# Is "The Saga of Billy the Kid" by Walter Noble Burns a First Edition?

> **Quick answer.** A first edition of The Saga of Billy the Kid by Walter Noble Burns (Doubleday, Page & Company, 1926) is identified by: The first printing carries a "First edition" statement on the copyright page. US-only true first: Doubleday, Page & Company, Garden City, 1926.

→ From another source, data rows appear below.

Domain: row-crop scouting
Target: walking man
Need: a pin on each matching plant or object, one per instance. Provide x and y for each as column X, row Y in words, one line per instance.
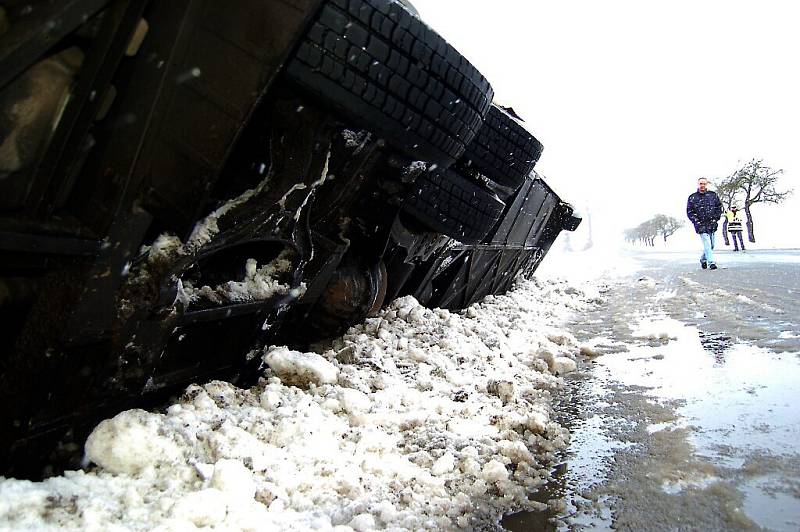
column 704, row 209
column 735, row 227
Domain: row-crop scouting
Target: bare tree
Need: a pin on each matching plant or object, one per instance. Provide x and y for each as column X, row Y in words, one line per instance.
column 647, row 231
column 667, row 225
column 756, row 182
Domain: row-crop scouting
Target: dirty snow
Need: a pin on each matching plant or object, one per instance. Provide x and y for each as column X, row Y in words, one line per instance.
column 258, row 284
column 416, row 419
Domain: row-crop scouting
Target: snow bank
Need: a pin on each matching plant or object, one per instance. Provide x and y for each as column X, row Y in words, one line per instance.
column 416, row 419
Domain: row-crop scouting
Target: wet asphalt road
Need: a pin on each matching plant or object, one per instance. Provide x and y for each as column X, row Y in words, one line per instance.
column 687, row 414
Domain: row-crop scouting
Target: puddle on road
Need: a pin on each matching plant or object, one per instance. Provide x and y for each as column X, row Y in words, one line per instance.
column 684, row 429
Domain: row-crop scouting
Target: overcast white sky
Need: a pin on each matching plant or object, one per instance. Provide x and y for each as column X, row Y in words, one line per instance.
column 634, row 100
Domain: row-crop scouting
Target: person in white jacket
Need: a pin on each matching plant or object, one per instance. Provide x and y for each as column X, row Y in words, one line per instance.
column 735, row 227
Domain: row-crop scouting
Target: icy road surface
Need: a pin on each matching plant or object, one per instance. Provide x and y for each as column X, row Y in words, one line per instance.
column 689, row 416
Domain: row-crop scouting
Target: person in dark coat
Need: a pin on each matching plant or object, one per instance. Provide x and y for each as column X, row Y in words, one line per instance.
column 704, row 210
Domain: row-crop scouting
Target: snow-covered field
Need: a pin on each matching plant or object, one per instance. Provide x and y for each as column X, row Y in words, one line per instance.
column 417, row 419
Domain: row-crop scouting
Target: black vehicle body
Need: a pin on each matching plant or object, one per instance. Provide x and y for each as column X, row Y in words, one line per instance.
column 195, row 119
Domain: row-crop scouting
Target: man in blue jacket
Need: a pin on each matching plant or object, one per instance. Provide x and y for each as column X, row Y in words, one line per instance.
column 704, row 210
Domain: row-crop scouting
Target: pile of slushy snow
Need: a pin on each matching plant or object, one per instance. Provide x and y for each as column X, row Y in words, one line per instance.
column 416, row 419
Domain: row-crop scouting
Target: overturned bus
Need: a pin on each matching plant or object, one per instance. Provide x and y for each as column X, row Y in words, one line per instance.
column 184, row 182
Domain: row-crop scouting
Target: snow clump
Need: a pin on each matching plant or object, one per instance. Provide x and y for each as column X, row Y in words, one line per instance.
column 416, row 419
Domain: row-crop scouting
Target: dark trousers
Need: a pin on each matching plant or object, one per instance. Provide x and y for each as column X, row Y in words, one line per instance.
column 734, row 236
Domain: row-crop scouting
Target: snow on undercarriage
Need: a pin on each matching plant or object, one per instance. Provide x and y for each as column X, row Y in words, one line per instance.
column 417, row 418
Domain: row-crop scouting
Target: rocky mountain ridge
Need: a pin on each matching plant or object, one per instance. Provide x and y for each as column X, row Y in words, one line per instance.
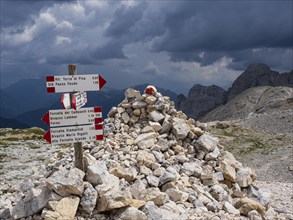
column 260, row 101
column 154, row 163
column 255, row 75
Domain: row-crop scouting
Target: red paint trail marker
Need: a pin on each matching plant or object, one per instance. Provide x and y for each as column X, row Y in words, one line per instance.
column 65, row 101
column 69, row 117
column 74, row 83
column 73, row 134
column 79, row 99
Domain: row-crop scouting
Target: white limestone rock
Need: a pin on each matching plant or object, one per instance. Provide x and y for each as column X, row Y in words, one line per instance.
column 67, row 182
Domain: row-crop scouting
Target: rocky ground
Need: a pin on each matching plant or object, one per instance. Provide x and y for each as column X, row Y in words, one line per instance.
column 154, row 163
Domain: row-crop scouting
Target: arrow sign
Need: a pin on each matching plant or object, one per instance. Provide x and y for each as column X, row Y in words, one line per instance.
column 68, row 117
column 79, row 99
column 74, row 83
column 65, row 101
column 64, row 135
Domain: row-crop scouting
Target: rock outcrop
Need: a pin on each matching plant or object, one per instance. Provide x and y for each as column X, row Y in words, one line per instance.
column 200, row 100
column 258, row 75
column 148, row 167
column 254, row 101
column 203, row 99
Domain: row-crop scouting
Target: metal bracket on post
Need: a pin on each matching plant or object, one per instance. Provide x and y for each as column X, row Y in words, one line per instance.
column 78, row 150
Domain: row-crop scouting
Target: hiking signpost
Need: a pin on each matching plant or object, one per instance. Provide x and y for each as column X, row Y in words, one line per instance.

**Checklist — a true first has these:**
- The first printing carries a "First edition" statement on the copyright page
- Doubleday house practice of the period was to state "First edition" or "First printing" and to drop the line on later printings, so a Doubleday, Page copy without the statement is a later printing
- Collates 5 preliminary leaves plus 322 pages, 22 cm, with pictorial (illustrated) lining-papers drawn by Edward Borein; the Library of Congress record (LCCN 26007890) independently transcribes the "First edition" statement, the 5 p.l./322 pp. collation and the illustrated lining-papers
- Dealer descriptions of the first report green cloth, and the pictorial jacket carries a portrait of Billy the Kid on the front panel; a priced jacket (price present at the flap) is expected
- Dealer catalogues cite the book as Adams, Six-Guns and Saddle Leather 337 and Dobie, Guide to Life and Literature of the Southwest p
- The green cloth is reported by a single dealer source and should be confirmed against the copyright page rather than relied on alone
- Publisher imprint reads Doubleday, Page & Company

| | |
|---|---|
| Author | Walter Noble Burns |
| Publisher | Doubleday, Page & Company |
| Year | 1926 |
| True first | US edition |
| Format | Hardcover (trade) |
| Key point | The first printing carries a "First edition" statement on the copyright page |
| Book-club edition exists? | Yes |

## Points of issue
The first printing carries a "First edition" statement on the copyright page. Doubleday house practice of the period was to state "First edition" or "First printing" and to drop the line on later printings, so a Doubleday, Page copy without the statement is a later printing. Collates 5 preliminary leaves plus 322 pages, 22 cm, with pictorial (illustrated) lining-papers drawn by Edward Borein; the Library of Congress record (LCCN 26007890) independently transcribes the "First edition" statement, the 5 p.l./322 pp. collation and the illustrated lining-papers. Dealer descriptions of the first report green cloth, and the pictorial jacket carries a portrait of Billy the Kid on the front panel; a priced jacket (price present at the flap) is expected. Dealer catalogues cite the book as Adams, Six-Guns and Saddle Leather 337 and Dobie, Guide to Life and Literature of the Southwest p. 140. The green cloth is reported by a single dealer source and should be confirmed against the copyright page rather than relied on alone.

## Is this the true first?
US-only true first: Doubleday, Page & Company, Garden City, 1926. No earlier or simultaneous UK issue; the book was kept in print in England, but the London issues (e.g. Macdonald, 1951) follow well after. The commonest "first thus" traps both retain the 1926 date and are routinely mis-sold as firsts: the Grosset & Dunlap reprint (G&D imprint, copyright page reading "1925, 1926", red cloth, retaining the Borein endpapers) and the Garden City Publishing reprint. Also later: the 1946 Armed Services Edition, the 1953 Signet paperback and the 1999 University of New Mexico Press reissue.

## Telling it from reprints & book-club editions
The book was the Book-of-the-Month Club selection for December 1926, and dealers do offer copies of this title explicitly as BOMC/book-club issues, so club copies circulate alongside trade firsts. However, the sources consulted document no distinct point (blindstamp, code or altered copyright page) for the 1926 club issue, so a copy should be judged on the Doubleday, Page imprint plus the copyright-page "First edition" statement rather than on club tells. General BOMC tells of the era -- a small blind stamp or dot at the lower right of the rear board, and a jacket without a price at the flap -- are indicative only and are not confirmed for this title. In practice the commonest confusions in the market are not club copies but the Grosset & Dunlap and Garden City Publishing reprints.